Want to play around with GC in .NET?

Courtesy of the DOTNET-ROTOR list, I’ve download RMTk, the Rotor Memory management ToolKit, a port of the MMTk toolkit (a Memory Management ToolKit in Java) to the Rotor/SSCLI codebase. According to Andrew Gray’s home page for RMTk,

    A significant part of the project has been completed. MMTk’s null GC, mark-sweep, semi-space and generational mark-sweep algorithms run with SSCLI. The code and information on building and running the port is available. The code is not fully developed, it has not been well tested and significant areas of functionality (for example, support for finalization) are missing.

Not bad. While you’d never use Rotor for a production system (Lord, I hope not, anyway….), learning how the various GC systems work is not only a good educational opportunity, but with the .NET 2.0 release, the CLR has hooks to allow people to write and plug in their own custom GC implementations (it was necessary for Yukon, since SQL Server does all its own memory management for optimizations’ sake), and that would conceivably allow third-parties to plug in new GC implementations for particular reasons. Interesting, wot?

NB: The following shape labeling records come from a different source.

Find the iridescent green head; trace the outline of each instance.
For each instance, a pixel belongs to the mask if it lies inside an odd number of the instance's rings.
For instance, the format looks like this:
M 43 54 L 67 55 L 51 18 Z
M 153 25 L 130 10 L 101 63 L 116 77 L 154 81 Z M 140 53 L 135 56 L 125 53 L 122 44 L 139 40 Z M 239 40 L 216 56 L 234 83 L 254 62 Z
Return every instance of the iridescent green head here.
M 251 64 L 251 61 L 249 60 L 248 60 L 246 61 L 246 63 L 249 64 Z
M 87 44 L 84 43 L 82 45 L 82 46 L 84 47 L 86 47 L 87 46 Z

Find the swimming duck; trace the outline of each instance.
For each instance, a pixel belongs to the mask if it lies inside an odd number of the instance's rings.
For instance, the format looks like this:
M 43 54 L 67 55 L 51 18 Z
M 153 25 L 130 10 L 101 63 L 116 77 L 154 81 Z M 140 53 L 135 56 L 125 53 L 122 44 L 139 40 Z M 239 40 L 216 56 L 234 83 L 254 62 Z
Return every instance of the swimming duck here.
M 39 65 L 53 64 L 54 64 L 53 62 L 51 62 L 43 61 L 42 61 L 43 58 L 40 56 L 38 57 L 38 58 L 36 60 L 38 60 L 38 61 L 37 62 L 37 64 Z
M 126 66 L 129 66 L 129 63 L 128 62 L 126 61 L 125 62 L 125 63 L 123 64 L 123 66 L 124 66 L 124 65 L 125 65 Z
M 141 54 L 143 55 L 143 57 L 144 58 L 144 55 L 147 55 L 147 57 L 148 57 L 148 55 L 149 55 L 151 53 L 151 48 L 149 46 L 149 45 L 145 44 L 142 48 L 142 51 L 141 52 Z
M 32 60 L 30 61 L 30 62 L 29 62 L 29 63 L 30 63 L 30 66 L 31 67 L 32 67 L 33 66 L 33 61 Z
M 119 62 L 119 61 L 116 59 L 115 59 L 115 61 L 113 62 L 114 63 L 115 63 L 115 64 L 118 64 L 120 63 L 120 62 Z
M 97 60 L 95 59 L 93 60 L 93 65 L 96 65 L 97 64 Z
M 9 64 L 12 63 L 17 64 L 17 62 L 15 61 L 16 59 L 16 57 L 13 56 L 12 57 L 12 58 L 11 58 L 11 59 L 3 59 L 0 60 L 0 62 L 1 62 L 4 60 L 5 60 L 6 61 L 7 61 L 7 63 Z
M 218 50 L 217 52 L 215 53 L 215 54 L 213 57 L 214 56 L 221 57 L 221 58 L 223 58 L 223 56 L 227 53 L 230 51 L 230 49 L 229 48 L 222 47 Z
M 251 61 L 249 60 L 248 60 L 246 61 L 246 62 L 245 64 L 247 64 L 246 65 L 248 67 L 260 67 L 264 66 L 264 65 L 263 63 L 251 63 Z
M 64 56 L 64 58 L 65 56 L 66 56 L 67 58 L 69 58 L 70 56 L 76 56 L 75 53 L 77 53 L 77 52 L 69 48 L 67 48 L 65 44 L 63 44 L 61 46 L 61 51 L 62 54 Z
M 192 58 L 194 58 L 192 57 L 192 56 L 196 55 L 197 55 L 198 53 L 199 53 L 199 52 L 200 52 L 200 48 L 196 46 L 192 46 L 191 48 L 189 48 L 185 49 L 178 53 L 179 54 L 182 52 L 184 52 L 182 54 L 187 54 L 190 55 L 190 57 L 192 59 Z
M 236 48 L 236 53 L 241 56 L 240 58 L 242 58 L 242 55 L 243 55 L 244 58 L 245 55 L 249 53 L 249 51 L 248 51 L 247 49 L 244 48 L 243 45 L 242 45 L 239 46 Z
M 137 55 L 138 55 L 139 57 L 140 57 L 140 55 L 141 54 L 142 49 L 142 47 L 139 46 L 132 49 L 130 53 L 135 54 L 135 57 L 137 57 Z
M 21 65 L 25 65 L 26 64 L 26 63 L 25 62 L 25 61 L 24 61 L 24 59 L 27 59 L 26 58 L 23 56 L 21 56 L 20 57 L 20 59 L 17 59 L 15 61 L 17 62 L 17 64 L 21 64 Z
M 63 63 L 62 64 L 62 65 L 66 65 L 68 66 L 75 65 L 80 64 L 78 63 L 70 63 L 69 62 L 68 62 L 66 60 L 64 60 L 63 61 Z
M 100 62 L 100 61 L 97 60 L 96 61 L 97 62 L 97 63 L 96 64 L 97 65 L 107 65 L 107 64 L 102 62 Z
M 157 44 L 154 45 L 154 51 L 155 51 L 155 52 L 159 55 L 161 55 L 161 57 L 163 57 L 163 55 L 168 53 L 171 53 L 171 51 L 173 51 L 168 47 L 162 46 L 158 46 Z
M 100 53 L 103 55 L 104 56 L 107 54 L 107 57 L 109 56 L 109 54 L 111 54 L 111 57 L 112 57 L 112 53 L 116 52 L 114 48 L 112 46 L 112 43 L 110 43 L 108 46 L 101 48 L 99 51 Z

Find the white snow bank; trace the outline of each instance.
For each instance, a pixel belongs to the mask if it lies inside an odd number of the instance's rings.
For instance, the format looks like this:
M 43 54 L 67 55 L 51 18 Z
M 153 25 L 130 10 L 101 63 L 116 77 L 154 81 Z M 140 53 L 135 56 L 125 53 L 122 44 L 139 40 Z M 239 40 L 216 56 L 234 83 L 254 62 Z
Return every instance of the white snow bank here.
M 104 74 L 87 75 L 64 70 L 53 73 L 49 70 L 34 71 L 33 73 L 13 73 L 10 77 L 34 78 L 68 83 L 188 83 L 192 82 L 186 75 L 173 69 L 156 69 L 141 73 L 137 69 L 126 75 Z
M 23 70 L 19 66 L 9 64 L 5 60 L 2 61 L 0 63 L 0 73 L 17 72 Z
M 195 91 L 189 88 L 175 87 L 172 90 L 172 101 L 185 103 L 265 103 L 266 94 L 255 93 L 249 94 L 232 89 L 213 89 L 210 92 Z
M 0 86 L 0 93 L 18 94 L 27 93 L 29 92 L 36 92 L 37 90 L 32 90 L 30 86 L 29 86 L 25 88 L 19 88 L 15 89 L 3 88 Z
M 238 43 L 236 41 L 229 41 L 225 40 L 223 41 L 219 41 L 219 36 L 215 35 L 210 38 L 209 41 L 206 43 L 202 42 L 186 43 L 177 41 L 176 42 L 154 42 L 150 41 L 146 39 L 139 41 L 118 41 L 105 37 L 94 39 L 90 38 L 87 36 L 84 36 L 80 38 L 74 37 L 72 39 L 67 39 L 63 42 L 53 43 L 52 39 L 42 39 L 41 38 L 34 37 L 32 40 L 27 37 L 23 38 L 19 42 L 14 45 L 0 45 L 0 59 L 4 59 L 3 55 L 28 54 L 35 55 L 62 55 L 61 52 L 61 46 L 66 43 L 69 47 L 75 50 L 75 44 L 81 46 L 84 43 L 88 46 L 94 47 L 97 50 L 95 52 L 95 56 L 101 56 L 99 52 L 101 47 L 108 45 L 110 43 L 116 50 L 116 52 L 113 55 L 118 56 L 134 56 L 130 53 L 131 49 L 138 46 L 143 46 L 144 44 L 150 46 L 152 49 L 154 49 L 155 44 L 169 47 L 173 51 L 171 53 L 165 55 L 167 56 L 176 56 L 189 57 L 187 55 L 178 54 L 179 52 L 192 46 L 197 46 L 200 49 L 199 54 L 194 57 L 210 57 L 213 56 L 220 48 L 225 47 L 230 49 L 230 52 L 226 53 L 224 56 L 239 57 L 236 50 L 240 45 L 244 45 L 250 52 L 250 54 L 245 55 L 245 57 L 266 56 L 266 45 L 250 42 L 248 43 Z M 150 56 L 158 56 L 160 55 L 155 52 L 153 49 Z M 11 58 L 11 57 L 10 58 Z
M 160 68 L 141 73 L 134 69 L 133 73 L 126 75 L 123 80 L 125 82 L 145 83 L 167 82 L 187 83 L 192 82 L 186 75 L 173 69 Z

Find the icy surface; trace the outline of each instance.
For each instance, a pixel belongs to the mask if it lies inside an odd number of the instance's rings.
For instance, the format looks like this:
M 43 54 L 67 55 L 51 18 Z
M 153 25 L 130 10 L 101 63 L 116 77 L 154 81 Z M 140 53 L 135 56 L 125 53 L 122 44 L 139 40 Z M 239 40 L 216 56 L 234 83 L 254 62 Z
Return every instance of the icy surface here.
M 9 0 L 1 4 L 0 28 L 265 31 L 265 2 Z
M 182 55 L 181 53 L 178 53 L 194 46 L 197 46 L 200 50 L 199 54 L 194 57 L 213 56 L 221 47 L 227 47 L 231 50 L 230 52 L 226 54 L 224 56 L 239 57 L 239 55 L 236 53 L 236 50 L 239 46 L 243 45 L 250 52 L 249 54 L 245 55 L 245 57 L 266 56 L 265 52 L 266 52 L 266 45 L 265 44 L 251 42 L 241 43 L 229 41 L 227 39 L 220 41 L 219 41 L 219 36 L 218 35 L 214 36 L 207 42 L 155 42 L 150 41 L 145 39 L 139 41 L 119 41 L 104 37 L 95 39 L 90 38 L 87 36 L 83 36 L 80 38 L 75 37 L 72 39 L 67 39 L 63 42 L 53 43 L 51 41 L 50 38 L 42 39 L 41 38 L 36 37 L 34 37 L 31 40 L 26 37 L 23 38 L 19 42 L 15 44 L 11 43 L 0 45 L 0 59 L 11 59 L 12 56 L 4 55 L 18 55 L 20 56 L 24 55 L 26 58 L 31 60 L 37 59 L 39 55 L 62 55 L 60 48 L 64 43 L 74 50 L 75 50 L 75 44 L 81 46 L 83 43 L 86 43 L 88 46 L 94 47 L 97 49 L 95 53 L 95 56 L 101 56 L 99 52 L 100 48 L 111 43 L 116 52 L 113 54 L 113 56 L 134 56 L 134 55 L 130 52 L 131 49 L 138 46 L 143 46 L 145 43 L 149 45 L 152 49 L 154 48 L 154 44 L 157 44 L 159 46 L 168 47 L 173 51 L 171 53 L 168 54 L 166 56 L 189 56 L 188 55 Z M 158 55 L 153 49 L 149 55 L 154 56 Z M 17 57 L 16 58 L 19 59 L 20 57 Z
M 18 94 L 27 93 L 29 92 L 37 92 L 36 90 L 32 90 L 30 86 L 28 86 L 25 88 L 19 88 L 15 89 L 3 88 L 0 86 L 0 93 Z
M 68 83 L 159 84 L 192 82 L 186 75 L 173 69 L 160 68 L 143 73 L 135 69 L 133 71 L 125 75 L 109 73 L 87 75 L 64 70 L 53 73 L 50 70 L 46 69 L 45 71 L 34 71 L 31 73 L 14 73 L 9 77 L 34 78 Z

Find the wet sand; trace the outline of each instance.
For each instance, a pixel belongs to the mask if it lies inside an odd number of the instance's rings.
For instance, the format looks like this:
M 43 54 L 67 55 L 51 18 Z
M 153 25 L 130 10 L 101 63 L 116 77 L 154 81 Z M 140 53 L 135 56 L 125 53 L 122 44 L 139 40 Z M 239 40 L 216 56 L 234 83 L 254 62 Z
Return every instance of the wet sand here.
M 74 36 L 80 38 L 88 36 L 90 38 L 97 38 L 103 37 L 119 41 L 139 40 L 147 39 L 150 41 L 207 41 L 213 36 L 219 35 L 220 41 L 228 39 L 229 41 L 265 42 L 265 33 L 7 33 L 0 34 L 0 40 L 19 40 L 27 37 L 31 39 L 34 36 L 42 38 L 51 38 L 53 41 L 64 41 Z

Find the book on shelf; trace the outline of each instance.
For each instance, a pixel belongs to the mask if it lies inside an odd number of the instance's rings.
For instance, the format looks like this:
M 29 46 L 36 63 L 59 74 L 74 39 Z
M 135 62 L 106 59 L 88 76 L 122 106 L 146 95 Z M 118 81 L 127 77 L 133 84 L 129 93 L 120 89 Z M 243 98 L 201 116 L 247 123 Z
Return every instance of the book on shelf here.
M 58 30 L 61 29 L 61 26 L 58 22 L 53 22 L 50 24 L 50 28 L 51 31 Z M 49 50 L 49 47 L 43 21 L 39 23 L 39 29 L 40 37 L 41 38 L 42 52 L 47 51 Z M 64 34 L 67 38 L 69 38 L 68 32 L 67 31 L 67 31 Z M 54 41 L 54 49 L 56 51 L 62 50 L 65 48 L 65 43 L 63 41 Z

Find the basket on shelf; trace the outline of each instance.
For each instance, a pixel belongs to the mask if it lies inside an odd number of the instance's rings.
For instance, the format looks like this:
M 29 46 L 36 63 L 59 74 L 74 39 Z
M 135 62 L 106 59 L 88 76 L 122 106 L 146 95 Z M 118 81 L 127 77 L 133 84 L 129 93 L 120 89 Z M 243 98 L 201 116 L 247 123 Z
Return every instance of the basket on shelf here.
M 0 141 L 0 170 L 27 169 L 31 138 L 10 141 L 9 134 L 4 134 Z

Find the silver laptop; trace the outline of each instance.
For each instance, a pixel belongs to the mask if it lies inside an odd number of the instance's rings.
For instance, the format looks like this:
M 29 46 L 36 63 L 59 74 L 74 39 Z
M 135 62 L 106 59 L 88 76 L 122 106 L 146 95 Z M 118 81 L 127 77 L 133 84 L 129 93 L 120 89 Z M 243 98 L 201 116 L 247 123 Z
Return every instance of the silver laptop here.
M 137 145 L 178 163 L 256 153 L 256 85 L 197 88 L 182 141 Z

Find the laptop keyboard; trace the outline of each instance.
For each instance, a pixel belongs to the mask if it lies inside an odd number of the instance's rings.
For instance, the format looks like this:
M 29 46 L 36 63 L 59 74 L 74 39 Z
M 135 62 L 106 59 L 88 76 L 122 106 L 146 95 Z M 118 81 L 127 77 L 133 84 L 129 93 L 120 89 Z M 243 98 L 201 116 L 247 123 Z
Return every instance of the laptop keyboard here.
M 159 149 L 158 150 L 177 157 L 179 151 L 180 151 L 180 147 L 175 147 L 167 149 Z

In the meantime, I’m also pulling down the MMTk, which is part of the Jikes RVM (Research Virtual Machine) from IBM. It’s a JVM dedicated solely to research-level topics, and so has Java APIs for lots of JVM-level stuff, like bytecode manipulation and such. Wish it ran on Windows (there’s just Linux/Unix-based releases available, and I’m not brave enough to try and port it), but that’s why God invented Virtual PC, right? 🙂 Jikes RVM looks to be a definite recommended download if you want to play around with JVM internals.